(HealthDay News) – For extremely obese women, predictors of cesarean delivery (CD) include body mass index (BMI), as well as maternal age, parity, and cervical dilation at the time of admission, according to a study published in the December issue of the American Journal of Obstetrics & Gynecology.

To investigate predictors of CD, Ravindu P. Gunatilake, MD, from the Duke University Medical Center in Durham, NC, and colleagues identified all pregnant women delivering at a single institution from Jan. 1, 2008, through July 31, 2010, weighing >275 lb at the time of delivery and undergoing a trial of labor (TOL) with a singleton gestation of more than 34 weeks.

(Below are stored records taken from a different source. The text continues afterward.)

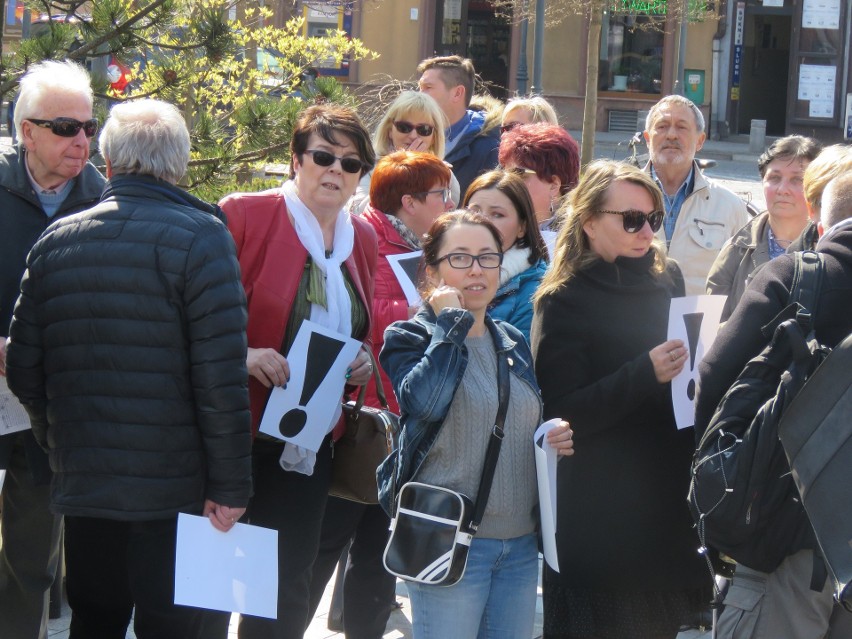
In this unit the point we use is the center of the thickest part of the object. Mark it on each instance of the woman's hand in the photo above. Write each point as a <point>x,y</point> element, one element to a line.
<point>269,366</point>
<point>668,359</point>
<point>361,370</point>
<point>445,297</point>
<point>561,438</point>
<point>222,517</point>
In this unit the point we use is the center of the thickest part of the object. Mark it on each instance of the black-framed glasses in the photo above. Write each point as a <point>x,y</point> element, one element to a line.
<point>445,194</point>
<point>324,158</point>
<point>466,260</point>
<point>509,126</point>
<point>634,220</point>
<point>423,130</point>
<point>520,171</point>
<point>67,127</point>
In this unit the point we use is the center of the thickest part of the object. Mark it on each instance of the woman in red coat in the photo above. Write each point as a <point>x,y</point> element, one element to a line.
<point>302,257</point>
<point>407,192</point>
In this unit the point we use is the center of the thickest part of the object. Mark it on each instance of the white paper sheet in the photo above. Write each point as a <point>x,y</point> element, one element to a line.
<point>545,467</point>
<point>405,266</point>
<point>302,412</point>
<point>13,416</point>
<point>236,571</point>
<point>695,320</point>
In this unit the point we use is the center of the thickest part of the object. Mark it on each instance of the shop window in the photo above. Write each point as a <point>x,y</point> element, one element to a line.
<point>323,17</point>
<point>631,55</point>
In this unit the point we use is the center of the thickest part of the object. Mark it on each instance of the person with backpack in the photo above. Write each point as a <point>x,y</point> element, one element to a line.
<point>793,601</point>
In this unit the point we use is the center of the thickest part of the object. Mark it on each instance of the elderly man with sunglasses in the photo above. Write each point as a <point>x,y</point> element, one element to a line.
<point>45,177</point>
<point>700,215</point>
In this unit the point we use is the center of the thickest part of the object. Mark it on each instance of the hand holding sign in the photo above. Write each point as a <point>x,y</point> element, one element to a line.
<point>694,321</point>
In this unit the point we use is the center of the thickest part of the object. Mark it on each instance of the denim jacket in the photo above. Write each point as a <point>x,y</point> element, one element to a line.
<point>425,358</point>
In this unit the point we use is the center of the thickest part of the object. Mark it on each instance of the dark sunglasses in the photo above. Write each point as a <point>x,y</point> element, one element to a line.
<point>509,126</point>
<point>423,130</point>
<point>68,127</point>
<point>466,260</point>
<point>634,220</point>
<point>324,158</point>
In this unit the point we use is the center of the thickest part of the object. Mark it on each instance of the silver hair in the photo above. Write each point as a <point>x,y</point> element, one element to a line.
<point>836,201</point>
<point>146,137</point>
<point>47,80</point>
<point>676,100</point>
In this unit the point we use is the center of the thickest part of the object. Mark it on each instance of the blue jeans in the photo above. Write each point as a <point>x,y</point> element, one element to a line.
<point>494,600</point>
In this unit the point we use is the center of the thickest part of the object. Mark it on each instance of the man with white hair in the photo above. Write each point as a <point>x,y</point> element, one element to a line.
<point>128,350</point>
<point>45,177</point>
<point>700,215</point>
<point>796,600</point>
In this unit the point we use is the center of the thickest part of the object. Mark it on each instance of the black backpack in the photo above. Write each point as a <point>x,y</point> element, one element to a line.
<point>742,495</point>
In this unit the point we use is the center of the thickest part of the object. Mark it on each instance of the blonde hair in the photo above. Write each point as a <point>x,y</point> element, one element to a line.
<point>540,109</point>
<point>405,103</point>
<point>831,162</point>
<point>572,252</point>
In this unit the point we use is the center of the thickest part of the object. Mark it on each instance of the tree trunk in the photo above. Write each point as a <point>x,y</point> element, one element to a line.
<point>590,107</point>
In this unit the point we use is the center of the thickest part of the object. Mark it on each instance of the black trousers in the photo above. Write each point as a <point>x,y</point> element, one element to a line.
<point>113,566</point>
<point>368,589</point>
<point>293,504</point>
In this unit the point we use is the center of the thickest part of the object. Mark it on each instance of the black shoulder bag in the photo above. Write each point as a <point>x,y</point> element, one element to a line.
<point>432,527</point>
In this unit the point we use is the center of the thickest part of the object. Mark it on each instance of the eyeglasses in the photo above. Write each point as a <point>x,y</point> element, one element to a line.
<point>324,158</point>
<point>68,127</point>
<point>466,260</point>
<point>520,171</point>
<point>634,220</point>
<point>445,194</point>
<point>423,130</point>
<point>509,126</point>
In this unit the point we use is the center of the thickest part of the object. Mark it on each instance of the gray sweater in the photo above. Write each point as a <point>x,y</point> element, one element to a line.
<point>456,459</point>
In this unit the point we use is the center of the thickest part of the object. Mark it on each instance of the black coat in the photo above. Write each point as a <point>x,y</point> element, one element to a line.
<point>622,520</point>
<point>767,295</point>
<point>22,221</point>
<point>128,350</point>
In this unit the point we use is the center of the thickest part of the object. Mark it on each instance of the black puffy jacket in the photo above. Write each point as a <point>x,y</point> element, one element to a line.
<point>128,350</point>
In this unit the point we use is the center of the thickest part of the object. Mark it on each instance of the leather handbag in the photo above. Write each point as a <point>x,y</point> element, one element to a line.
<point>432,527</point>
<point>367,440</point>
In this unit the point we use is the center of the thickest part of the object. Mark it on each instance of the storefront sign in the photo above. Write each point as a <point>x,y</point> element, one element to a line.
<point>821,14</point>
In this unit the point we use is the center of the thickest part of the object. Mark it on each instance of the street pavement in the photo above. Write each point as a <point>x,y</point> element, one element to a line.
<point>735,169</point>
<point>399,624</point>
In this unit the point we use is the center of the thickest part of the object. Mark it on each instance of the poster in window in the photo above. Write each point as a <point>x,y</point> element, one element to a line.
<point>821,14</point>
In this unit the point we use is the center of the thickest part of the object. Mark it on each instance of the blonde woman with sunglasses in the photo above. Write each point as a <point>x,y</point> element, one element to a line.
<point>627,552</point>
<point>413,122</point>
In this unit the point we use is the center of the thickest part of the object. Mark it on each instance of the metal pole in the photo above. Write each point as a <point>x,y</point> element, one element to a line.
<point>539,46</point>
<point>522,75</point>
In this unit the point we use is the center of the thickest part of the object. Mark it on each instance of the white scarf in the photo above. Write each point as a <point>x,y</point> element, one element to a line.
<point>338,315</point>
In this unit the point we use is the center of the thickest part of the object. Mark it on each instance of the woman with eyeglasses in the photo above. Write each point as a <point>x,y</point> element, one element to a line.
<point>504,199</point>
<point>407,193</point>
<point>302,257</point>
<point>413,122</point>
<point>628,565</point>
<point>443,366</point>
<point>527,110</point>
<point>548,159</point>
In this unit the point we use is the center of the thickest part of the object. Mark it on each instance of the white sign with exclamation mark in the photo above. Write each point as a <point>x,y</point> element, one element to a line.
<point>695,320</point>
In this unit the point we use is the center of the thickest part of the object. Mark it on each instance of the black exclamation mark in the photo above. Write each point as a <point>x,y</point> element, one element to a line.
<point>693,329</point>
<point>322,351</point>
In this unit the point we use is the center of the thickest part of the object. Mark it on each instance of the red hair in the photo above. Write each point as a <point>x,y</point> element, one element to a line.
<point>405,173</point>
<point>547,149</point>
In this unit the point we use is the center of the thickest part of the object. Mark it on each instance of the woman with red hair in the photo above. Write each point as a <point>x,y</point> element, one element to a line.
<point>408,191</point>
<point>548,159</point>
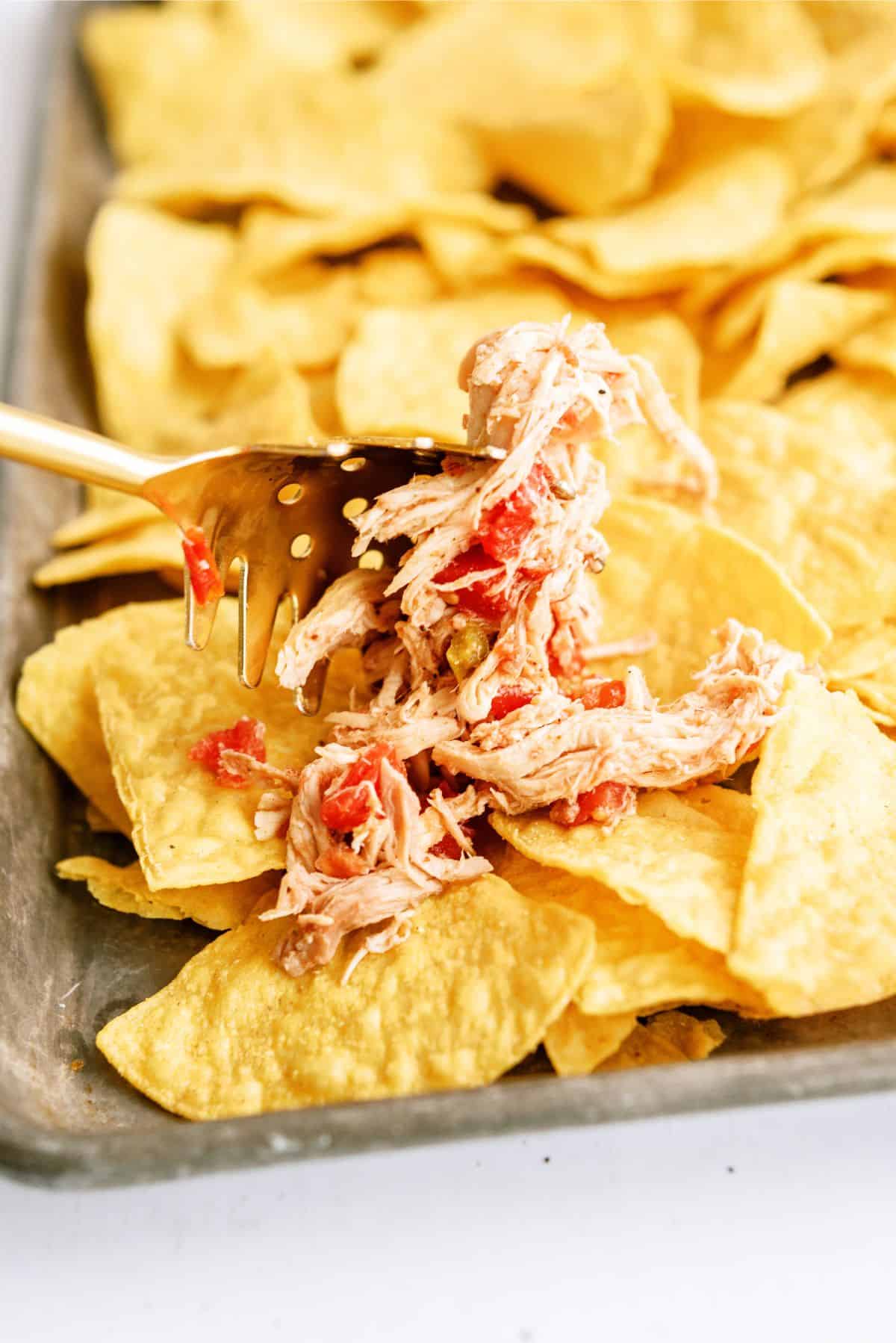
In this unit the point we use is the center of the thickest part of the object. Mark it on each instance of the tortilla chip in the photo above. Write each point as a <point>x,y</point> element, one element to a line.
<point>638,454</point>
<point>234,1035</point>
<point>155,707</point>
<point>585,152</point>
<point>669,1038</point>
<point>273,239</point>
<point>875,347</point>
<point>102,520</point>
<point>304,319</point>
<point>739,316</point>
<point>800,323</point>
<point>58,705</point>
<point>712,211</point>
<point>395,276</point>
<point>455,61</point>
<point>638,964</point>
<point>139,551</point>
<point>833,133</point>
<point>151,394</point>
<point>144,270</point>
<point>860,651</point>
<point>682,857</point>
<point>827,515</point>
<point>680,578</point>
<point>575,1043</point>
<point>417,392</point>
<point>563,259</point>
<point>763,60</point>
<point>125,890</point>
<point>815,925</point>
<point>869,399</point>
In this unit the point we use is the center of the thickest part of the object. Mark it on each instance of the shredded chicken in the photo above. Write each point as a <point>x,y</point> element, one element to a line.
<point>479,646</point>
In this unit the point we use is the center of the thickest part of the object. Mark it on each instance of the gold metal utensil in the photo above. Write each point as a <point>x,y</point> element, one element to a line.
<point>281,511</point>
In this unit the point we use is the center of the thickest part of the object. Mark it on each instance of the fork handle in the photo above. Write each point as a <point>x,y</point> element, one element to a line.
<point>73,452</point>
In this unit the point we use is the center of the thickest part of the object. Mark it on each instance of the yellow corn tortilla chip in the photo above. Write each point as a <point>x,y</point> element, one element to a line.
<point>58,705</point>
<point>860,651</point>
<point>638,964</point>
<point>763,60</point>
<point>415,391</point>
<point>825,513</point>
<point>801,321</point>
<point>125,890</point>
<point>99,521</point>
<point>234,1035</point>
<point>709,212</point>
<point>833,133</point>
<point>455,61</point>
<point>585,152</point>
<point>877,692</point>
<point>869,399</point>
<point>682,857</point>
<point>875,347</point>
<point>743,311</point>
<point>815,925</point>
<point>680,578</point>
<point>575,1043</point>
<point>884,133</point>
<point>669,1038</point>
<point>149,392</point>
<point>563,259</point>
<point>317,146</point>
<point>393,276</point>
<point>462,254</point>
<point>144,269</point>
<point>270,241</point>
<point>304,319</point>
<point>638,456</point>
<point>152,545</point>
<point>188,97</point>
<point>155,705</point>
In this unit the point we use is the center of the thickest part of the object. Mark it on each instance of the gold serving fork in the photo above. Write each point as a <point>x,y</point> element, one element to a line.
<point>282,511</point>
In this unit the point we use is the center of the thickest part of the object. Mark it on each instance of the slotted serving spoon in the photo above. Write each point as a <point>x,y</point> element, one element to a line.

Of the 357 pregnant women who weighed more than 275 lb (all with a BMI of >40kg/m²), 69.5% attempted a TOL. The researchers found that, compared to those having a vaginal delivery, women who underwent CD had a significantly greater BMI (51.6 vs. 49.9kg/m²; P=0.038), were less likely to be parous (32.2% vs. 65.8%; P<0.0001), and were more likely to be induced (80.5% vs. 57.8%). Among nulliparous women, independent predictors of CD included maternal age, parity, and cervical dilation at time of admission, in multivariate analysis. The odds of CD were also increased 3.5-fold with an increase in BMI of 10kg/m² (P=0.002).

“Among nulliparous extremely obese women attempting a TOL, BMI was an independent predictor of CD, with the rate of CD increasing further with increasing BMI,” the authors write. “The underlying mechanisms for failed TOL in the setting of maternal obesity remain largely unknown.”